Sandrine se voit délivrer une autorisation de passage pour se rendre sur l’île. Elle a la ferme intention de ne pas y rester longtemps, de vider la maison rapidement puis de rentrer. À son grand désarroi, elle apprend que le bateau faisant la navette entre l’île et le continent est reparti avec le marin et ne reviendra qu’une semaine plus tard. Malgré le chaleureux accueil de l’aubergiste et de Françoise, une vieille amie à Suzanne, Sandrine, à l’instar du lecteur, va vite ressentir une sensation de malaise véhiculée par les comportements étranges de certains îliens et une atmosphère de plus en plus délétère. 
Elle découvre, horrifiée, l’histoire tragique de cette île qui nous est contée par bribes puisque la narration oscille entre 1949 et 1986.
En 1949, nous découvrons la jeune Suzanne qui deviendra plus tard la grand-mère de Sandrine venant d’arriver sur les lieux comme institutrice.
Pendant la guerre 39-45, l’îlot avait été réquisitionné par les Allemands qui y construisirent un blockhaus. Au lieu de le détruire, il fut en 1949 transformé en camp de vacances pour y accueillir les enfants de la guerre, leur offrir ce dont ils avaient été privés pendant le conflit : une nourriture saine telle que de bons chocolats chauds, du grand air, de l’exercice physique et des cours bien suivis.
Malheureusement, cette expérience positive s’est heurtée à un terrible accident qui a mis un coup d’arrêt au projet.

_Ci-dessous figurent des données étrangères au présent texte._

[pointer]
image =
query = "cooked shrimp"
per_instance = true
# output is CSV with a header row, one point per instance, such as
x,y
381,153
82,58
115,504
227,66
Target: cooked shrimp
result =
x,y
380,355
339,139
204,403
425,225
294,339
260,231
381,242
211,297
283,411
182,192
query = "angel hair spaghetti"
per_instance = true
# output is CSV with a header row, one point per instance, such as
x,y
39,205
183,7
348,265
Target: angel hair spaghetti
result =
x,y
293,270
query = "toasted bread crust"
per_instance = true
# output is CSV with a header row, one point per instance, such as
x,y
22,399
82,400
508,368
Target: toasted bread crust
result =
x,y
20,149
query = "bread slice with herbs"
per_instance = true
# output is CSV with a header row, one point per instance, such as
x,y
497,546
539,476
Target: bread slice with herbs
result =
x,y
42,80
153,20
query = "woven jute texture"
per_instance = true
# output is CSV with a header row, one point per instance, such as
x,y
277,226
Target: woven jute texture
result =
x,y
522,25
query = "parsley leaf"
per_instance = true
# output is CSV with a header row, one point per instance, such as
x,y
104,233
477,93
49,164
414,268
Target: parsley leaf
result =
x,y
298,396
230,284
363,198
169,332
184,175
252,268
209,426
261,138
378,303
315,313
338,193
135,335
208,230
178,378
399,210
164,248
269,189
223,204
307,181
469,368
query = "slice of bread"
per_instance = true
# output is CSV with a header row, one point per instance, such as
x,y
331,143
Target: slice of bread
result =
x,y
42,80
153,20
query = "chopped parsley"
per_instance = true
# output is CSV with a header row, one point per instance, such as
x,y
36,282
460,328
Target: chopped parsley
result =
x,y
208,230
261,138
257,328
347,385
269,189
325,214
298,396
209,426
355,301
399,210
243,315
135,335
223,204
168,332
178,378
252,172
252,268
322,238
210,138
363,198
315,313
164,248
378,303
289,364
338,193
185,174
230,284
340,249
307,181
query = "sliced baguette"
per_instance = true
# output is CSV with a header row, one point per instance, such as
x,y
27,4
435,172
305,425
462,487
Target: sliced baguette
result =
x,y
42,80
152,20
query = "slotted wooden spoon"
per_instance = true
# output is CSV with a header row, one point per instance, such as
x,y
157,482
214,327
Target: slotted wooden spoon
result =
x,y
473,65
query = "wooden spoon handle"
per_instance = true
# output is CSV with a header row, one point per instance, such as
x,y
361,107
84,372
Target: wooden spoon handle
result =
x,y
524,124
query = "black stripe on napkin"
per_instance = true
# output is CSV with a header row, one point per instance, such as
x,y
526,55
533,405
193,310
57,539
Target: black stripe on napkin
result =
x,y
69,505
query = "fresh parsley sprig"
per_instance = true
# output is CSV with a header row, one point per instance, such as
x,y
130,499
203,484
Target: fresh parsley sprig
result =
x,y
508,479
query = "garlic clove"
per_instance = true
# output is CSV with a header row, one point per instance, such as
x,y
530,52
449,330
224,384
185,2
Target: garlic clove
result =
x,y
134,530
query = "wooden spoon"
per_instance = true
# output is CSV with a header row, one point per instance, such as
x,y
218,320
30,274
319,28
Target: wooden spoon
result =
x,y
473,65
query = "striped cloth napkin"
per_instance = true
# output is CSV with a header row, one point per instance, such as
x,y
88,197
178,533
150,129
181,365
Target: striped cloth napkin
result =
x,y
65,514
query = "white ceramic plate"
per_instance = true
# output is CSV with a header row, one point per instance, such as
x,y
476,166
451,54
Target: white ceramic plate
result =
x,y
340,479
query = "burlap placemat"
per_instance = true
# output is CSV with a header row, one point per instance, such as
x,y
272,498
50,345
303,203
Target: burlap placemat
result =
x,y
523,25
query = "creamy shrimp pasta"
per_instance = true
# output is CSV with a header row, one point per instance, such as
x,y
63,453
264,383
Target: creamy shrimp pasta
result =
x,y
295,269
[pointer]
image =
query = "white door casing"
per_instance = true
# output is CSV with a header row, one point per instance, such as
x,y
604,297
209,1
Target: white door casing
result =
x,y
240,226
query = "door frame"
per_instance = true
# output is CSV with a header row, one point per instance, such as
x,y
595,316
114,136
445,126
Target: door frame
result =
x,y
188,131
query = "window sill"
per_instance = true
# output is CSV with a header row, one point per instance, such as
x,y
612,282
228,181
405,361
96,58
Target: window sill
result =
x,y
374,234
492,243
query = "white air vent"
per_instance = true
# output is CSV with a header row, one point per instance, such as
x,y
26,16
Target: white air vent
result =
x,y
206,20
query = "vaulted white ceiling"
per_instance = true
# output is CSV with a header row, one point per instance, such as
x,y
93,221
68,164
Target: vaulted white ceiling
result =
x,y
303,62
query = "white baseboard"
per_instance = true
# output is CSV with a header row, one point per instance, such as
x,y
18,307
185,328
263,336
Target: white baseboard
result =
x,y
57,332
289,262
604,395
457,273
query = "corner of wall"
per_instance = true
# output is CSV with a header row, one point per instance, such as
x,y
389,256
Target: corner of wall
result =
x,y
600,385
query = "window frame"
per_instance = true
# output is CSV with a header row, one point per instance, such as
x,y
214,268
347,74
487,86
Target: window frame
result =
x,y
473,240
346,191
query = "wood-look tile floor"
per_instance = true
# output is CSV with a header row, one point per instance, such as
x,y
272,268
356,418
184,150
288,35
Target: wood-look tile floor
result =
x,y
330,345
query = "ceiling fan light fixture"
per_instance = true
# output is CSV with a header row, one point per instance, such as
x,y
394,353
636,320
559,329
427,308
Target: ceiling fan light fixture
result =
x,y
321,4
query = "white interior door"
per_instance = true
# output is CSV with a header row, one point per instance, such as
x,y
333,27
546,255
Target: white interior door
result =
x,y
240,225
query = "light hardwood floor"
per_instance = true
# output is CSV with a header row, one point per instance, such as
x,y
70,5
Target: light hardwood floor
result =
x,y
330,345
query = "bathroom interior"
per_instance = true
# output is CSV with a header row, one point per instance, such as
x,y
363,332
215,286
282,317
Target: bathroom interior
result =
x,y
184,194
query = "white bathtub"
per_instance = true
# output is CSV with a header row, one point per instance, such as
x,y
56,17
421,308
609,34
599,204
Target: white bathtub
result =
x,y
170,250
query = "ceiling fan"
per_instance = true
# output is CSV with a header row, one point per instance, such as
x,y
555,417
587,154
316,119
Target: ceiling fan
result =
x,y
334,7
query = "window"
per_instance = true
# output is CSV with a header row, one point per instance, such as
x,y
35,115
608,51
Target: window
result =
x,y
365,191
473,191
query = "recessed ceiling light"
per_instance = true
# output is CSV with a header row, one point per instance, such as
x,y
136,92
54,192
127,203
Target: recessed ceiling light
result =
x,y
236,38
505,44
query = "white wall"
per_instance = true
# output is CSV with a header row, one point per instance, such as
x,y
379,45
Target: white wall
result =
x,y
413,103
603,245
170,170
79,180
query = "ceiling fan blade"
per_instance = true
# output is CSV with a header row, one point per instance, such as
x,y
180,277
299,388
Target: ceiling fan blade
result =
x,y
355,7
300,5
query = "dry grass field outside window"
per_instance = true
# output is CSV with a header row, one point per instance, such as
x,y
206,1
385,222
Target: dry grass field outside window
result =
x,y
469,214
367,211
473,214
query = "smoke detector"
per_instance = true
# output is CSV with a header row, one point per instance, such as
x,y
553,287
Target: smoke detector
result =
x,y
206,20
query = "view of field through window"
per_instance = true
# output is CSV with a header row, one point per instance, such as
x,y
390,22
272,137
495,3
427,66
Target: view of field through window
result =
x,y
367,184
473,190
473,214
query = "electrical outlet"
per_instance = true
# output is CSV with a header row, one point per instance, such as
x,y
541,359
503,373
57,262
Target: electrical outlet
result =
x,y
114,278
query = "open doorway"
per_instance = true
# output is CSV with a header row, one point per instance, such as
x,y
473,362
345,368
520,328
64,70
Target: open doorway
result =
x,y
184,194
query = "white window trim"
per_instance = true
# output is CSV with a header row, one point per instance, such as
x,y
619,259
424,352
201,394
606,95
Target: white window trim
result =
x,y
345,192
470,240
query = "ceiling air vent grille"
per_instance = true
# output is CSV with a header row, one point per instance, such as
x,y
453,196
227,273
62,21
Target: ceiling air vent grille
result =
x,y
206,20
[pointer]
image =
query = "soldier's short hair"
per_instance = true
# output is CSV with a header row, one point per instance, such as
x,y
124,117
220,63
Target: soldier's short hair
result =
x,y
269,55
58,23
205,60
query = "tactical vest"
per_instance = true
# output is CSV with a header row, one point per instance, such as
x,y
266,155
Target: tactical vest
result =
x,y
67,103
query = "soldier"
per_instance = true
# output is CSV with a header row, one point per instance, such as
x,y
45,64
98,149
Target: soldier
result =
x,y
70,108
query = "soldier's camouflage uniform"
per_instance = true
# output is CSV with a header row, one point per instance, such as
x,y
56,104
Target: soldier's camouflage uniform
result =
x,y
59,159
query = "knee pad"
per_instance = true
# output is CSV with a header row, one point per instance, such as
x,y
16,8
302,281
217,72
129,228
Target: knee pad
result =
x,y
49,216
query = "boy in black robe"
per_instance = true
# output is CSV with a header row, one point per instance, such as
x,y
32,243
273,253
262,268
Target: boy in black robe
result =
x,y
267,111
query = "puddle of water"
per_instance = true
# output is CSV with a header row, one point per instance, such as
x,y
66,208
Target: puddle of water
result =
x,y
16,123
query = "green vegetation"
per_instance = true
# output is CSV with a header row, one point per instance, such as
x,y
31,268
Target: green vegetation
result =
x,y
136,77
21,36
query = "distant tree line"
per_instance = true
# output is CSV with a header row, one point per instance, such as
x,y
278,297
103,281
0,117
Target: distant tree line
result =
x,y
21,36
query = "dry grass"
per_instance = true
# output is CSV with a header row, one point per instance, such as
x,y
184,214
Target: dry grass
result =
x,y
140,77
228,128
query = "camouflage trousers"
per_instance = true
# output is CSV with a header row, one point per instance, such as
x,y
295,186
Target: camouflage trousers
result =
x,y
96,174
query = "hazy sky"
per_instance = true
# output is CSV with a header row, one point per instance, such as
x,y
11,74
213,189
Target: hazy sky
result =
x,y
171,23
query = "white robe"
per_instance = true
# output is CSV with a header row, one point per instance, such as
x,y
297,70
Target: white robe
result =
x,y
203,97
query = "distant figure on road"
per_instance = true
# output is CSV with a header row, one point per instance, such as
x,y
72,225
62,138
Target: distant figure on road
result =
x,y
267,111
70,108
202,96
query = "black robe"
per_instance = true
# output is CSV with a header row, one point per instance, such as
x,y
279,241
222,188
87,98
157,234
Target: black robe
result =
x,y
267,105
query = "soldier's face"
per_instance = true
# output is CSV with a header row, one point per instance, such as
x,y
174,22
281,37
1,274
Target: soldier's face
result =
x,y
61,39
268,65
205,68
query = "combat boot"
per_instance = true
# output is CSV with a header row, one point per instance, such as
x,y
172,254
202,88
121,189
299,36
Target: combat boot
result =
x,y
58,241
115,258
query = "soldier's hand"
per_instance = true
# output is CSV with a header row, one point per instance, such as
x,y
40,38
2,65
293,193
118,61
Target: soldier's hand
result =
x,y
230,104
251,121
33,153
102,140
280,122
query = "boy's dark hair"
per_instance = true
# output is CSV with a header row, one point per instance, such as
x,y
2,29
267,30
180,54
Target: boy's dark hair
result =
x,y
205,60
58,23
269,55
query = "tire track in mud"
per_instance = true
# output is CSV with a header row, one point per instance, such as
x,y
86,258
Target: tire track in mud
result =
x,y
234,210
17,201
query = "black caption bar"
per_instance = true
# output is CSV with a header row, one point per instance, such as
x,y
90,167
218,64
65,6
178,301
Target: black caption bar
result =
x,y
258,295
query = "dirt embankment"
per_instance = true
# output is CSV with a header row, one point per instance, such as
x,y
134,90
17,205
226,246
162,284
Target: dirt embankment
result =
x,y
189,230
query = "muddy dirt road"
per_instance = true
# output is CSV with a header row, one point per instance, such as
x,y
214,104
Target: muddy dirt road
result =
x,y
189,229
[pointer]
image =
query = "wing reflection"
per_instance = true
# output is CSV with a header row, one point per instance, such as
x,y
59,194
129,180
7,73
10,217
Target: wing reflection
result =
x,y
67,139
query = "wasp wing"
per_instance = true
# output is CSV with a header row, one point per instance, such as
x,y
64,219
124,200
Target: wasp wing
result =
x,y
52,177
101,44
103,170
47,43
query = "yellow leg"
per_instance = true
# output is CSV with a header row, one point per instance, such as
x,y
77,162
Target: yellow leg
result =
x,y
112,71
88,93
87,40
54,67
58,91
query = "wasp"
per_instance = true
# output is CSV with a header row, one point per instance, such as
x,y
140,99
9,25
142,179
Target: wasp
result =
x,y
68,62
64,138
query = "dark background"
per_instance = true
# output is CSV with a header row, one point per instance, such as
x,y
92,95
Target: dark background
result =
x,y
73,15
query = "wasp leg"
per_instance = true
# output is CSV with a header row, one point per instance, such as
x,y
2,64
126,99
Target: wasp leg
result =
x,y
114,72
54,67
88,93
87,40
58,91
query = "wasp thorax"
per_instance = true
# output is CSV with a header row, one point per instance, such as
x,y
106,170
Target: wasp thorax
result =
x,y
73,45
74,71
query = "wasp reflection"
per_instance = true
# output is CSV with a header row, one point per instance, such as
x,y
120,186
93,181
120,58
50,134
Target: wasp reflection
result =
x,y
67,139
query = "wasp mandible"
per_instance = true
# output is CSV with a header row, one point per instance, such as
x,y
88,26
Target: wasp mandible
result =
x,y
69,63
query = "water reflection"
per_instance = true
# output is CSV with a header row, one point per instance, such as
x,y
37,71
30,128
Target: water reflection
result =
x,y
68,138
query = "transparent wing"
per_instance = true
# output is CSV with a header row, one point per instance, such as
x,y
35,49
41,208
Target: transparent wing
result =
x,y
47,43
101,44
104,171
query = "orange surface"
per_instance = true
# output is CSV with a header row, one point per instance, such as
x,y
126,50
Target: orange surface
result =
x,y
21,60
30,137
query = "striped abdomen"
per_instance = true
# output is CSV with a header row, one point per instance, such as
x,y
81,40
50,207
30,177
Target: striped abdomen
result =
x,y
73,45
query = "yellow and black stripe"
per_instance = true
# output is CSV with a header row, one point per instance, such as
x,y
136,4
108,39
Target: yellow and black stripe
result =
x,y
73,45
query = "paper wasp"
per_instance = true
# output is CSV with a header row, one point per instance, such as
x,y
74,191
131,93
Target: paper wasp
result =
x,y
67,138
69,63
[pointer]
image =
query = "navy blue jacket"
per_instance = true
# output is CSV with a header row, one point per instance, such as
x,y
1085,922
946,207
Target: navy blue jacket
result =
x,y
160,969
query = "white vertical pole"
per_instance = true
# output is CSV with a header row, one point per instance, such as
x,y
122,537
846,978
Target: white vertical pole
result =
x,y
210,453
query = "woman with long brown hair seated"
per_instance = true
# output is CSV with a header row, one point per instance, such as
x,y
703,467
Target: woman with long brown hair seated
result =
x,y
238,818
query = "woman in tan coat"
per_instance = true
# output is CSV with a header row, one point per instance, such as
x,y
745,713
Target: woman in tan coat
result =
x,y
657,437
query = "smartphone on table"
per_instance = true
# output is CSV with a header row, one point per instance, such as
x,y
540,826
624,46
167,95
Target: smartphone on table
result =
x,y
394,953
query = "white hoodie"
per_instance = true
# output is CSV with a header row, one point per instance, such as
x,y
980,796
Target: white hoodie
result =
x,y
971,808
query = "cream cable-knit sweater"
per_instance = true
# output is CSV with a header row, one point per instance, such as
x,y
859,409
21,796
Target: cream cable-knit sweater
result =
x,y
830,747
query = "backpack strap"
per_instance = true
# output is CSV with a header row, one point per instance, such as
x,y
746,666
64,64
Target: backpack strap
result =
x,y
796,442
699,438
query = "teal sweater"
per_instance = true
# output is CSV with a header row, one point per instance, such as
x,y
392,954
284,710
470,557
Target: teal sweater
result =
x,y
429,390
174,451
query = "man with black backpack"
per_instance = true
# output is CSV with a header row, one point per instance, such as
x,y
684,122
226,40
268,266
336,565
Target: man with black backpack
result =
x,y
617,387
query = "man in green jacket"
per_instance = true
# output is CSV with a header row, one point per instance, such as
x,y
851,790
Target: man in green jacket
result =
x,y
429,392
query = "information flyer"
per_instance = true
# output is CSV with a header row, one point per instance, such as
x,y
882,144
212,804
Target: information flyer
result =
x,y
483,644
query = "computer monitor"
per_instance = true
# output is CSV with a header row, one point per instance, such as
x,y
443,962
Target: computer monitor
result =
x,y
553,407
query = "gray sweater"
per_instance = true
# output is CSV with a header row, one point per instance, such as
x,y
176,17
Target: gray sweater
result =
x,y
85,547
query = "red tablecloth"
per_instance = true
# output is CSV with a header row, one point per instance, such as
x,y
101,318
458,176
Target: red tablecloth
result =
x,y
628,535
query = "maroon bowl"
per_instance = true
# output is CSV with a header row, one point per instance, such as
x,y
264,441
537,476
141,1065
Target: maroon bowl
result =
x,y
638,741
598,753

Lors d’une sortie en mer ramenant les enfants sur le continent afin qu’ils puissent revoir leur famille, le bateau a coulé, aucun enfant n’a survécu.
Pourtant, les nombreuses incursions en 1949 semblent décrire une autre réalité, bien plus sombre. Que se passait-il réellement dans ce blockhaus ? Pourquoi certains enfants, apeurés, s’interdisaient de dormir ? Que signifiaient leurs dessins représentant « der Erlkörnig » le fameux « Roi des Aulnes » de Goethe, un personnage effrayant ? Et tant d’autres éléments troublants que nous découvrons peu à peu et qui dessinent une indicible vérité dans une atmosphère de plus en plus glaçante.
Le décès de Suzanne est-il vraiment accidentel ? Pourquoi tous les habitants semblent transis de peur et prisonniers de cette île ? De nombreuses questions taraudent le lecteur et ce d’autant plus que les petits cailloux blancs disséminés tout au long de cette première partie semblent contenir une partie de la réponse. Encore faut-il les déceler et les assembler correctement. 
Un vrai jeu de piste ce roman ! Et encore, il ne s’agit que de la première balise. Dès le début de la seconde partie ou balise, nos questions trouvent une réponse inattendue d’où découle une nouvelle série de questions.
En bref, tout est remis en cause…

 

L’avis d’Anne-Sophie

Ce roman ressemble à des poupées russes : il est construit sur plusieurs strates qui révèlent une facette de la vérité mise en lumière par un savant jeu de trompe-l’œil donnant à son lecteur l’impression d’avoir saisi le fin mot de l’histoire avant d’admettre qu’il s’est fait mener en bateau depuis le début.
Entre thriller et roman d’énigme, Les refuges aux nombreuses références littéraires et historiques, est un roman diablement bien orchestré qui offre une incursion inédite dans la psyché humaine.

 

L’auteur : Jérôme Loubry est né en 1976 à Saint-Amand-Montrond. Il a d’abord travaillé à l’étranger et voyagé tout en écrivant des nouvelles. Désormais installé en Provence, il a publié en 2017 chez Calmann-Lévy son premier roman, Les Chiens de Détroit, lauréat du Prix Plume libre d’Argent 2018.